On the conclusion of his military service Wagg returned to Britain where in 1875 he was lodging with his aunt. In 1880 he married Harriet Jane née Golden (1842-1939), the marriage certificate listing his occupation as 'mariner'. Their children were Ernest Maurice Wagg (1881-1901) and William Wagg (1882-1883). In the 1891 and 1901 census returns for Poplar his occupation is listed as 'stevedore's labourer', while in the 1911 census for Poplar aged 70 he is listed as a labourer in a chemical works.
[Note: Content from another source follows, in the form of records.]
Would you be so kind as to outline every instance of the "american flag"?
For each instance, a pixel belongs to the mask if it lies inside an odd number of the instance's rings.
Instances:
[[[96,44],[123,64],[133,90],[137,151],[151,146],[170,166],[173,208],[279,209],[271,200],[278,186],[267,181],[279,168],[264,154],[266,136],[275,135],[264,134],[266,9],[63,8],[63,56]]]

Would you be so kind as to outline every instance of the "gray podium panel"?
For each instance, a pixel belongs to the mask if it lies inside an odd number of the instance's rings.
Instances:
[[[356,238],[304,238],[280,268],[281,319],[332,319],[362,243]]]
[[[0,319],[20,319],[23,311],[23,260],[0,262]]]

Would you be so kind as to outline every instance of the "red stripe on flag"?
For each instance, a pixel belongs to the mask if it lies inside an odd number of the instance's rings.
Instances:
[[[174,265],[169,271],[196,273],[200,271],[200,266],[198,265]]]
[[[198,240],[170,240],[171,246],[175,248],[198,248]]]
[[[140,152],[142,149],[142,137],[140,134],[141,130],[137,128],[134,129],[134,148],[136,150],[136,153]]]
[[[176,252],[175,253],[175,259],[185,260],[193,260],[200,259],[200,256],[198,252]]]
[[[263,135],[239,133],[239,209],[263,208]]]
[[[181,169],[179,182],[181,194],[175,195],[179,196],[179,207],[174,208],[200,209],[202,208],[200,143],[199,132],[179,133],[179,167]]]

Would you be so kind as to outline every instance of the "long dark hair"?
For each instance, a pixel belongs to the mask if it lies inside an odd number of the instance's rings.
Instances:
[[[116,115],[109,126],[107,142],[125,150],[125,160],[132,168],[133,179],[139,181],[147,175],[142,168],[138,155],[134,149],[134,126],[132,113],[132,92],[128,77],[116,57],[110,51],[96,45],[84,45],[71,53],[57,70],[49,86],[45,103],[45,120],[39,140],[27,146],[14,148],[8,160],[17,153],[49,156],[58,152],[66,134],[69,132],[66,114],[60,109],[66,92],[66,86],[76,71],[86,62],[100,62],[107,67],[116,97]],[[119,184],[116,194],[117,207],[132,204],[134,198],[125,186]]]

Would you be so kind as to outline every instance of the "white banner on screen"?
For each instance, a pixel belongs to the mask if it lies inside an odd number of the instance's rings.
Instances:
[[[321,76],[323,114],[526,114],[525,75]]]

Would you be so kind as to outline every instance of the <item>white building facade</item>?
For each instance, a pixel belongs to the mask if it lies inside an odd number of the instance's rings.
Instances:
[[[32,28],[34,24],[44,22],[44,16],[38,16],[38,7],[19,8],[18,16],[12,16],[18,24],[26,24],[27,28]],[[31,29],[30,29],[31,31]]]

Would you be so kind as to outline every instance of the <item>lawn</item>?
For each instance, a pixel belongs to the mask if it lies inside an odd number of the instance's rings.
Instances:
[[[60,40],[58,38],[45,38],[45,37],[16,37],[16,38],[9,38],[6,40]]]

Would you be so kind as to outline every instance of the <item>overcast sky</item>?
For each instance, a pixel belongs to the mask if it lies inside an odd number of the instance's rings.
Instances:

Maurice Wagg died aged 85 from senile decay and bronchitis at his home in Galbraith Street in Poplar on June 22, 1926. He was buried in an unmarked pauper’s grave at the East London Cemetery in England. In 2020 his grave was rededicated and a headstone placed at the head of the grave.

When after his death his blind widow aged 83 applied for a widow’s pension she was turned down as her marriage to Wagg was bigamous. It transpired that in 1855 in Richmond, Maine Wagg had married a Mary Ann Murphy (1830-1910) but abandoned her just weeks later. The couple never having divorced the result was that Harriet Wagg was not entitled to a pension from the US Government. Her last years were spent in the Poplar Institution, a workhouse.